アヴァ(カヴァ)

ʻAwa (Piper methysticum)

アヴァ(カヴァ、Piper methysticum) アヴァ(カヴァ、Piper methysticum) アヴァ(カヴァ、Piper methysticum) アヴァ(カヴァ、Piper methysticum)

古代ポリネシア人によって飲み物や薬の材料として持ち込まれた有用植物のひとつ。カロ畑の周りや渓流沿いなどで栽培された。ハワイ語ではアヴァ(ʻawa)というが、太平洋の広い地域で一般的にカヴァ(kava)、またはヤンゴナ(yangona)と呼ばれる。アヴァが属するコショウ属の植物は世界の熱帯地方に2,000種以上あると言われている。属名Piperは、コショウのギリシア語peperiに由来する。

日本語名
ハワイ語名 ʻawa、pūʻawa
英語名
学名 Piper methysticum
分類 コショウ科(Piperaceae)コショウ属(Piper)
その他 ポリネシアン移入種(Polynesian introduction)

分布

P

原産地ははっきりとわかっていないが、東マレーシアまたはニューヘブリディーズ諸島の在来種である可能性があるそうだ。古代の海洋航海民によって広められ、太平洋の多くの地域で栽培され、一部は帰化植物になっている。ハワイの主要6島では、ラーナイ島以外の標高50~500mの陰の多い湿った場所に生育する。

特徴

高さ1.5~3mの低木。葉は互生でハート型。葉の長さは13~30cm、幅は10~23cm。花は白色の穂状で、長さ9~13cm。雌雄異株だが、不思議なことにハワイではごく一部の例外を除いて雄株しか存在しない。したがってハワイでは果実はできず、人の手によって植えられること以外では繁殖できない。

利用

古来より、アヴァの生もしくは乾燥させた根や茎の下部を使って特別な飲み物が作られる。この飲み物も植物名と同様に「アヴァ」と呼ばれる(以降、このページでは飲み物のことを指す場合は「アヴァ」と鉤括弧に入れて表記する)。アヴァを噛んで柔らかくしたものを、水もしくはココナッツミルクと混ぜて漉したこの飲み物は、昔のハワイでは主に上流階級の人々の間で嗜まれたが、平民に禁止されていたわけではないそうだ。

「アヴァ」にはリラックス効果があり、フィジー共和国では国民的飲み物として、茶やコーヒーのように日常生活のなかで飲まれている。ただし、継続して大量に飲んだ場合は視覚や筋肉運動が妨げられ、皮膚に異常が現れる場合もあるという。「アヴァ」は、嗜好品として人々の日々の暮らしの中で飲まれ、また宗教的な場でも重要な役割を持っていたが、19世紀に白人の宣教師たちがハワイに来て以降、飲まれる機会は減少した。しかし今でも根強い人気があり、ハワイで「アヴァ」を出すカフェやバーは少なくない。また、インスタントアヴァとでもいうべき粉状のアヴァが商品化されていて、手軽に飲むこともできる。

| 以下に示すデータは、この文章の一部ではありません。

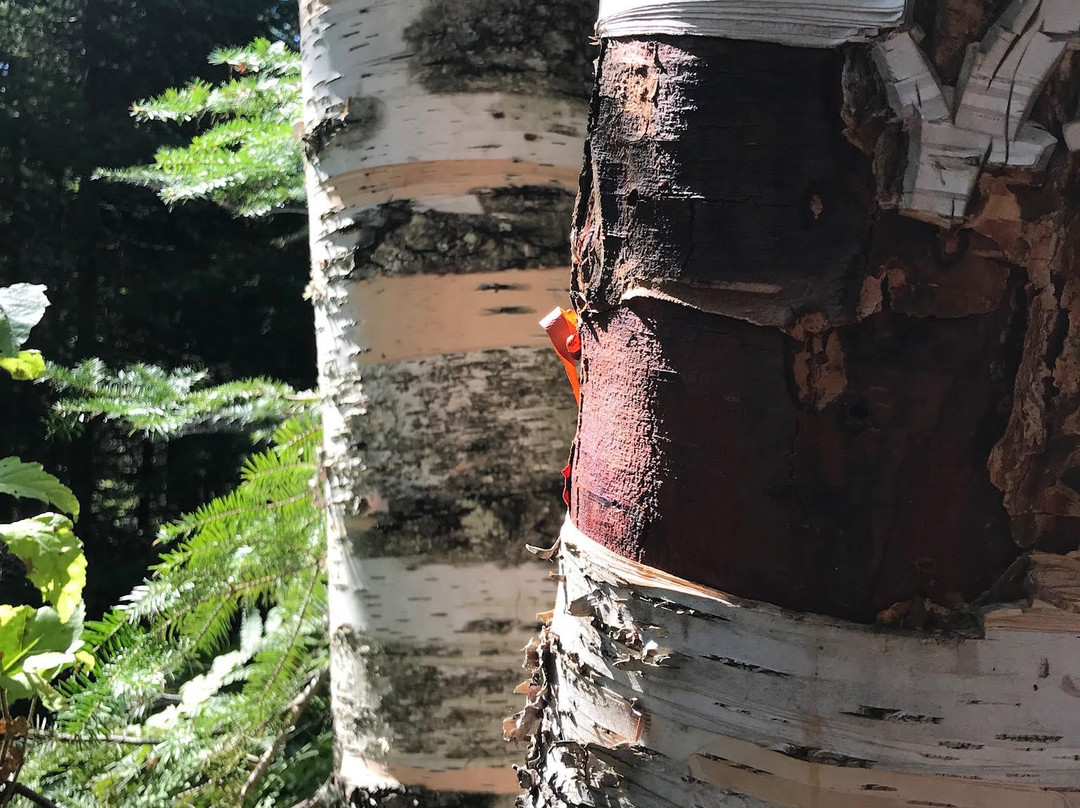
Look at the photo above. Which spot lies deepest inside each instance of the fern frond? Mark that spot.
(169, 403)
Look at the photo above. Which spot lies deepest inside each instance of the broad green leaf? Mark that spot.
(22, 307)
(26, 366)
(35, 646)
(30, 480)
(53, 556)
(13, 621)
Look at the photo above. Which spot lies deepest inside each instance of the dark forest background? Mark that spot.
(129, 279)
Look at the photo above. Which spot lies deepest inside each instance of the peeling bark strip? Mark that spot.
(423, 315)
(670, 694)
(999, 83)
(799, 24)
(444, 431)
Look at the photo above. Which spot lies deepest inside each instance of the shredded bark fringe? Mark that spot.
(666, 692)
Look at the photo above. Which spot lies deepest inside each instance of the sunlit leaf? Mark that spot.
(29, 480)
(22, 307)
(24, 366)
(53, 556)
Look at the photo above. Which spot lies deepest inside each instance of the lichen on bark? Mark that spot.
(503, 45)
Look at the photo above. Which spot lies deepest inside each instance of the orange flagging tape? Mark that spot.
(562, 327)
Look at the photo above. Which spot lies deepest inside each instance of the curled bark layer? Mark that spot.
(669, 694)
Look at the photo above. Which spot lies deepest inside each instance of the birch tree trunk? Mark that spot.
(824, 509)
(444, 142)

「アヴァ」にはいくつかの種類があり、緑、茶、紫などの茎の色や、形、葉の大きさで分けられる。一般的に「アヴァ」には独特の苦みがあり、ほとんどの人がこの苦みに慣れていないため、「泥水を飲んでいるようで不味い」といった感想を持つ人が多い。ハワイ語のʻawaには苦いという意味もある。飲み慣れたファンのなかには「甘みのないトルココーヒー」などに例える人もいる。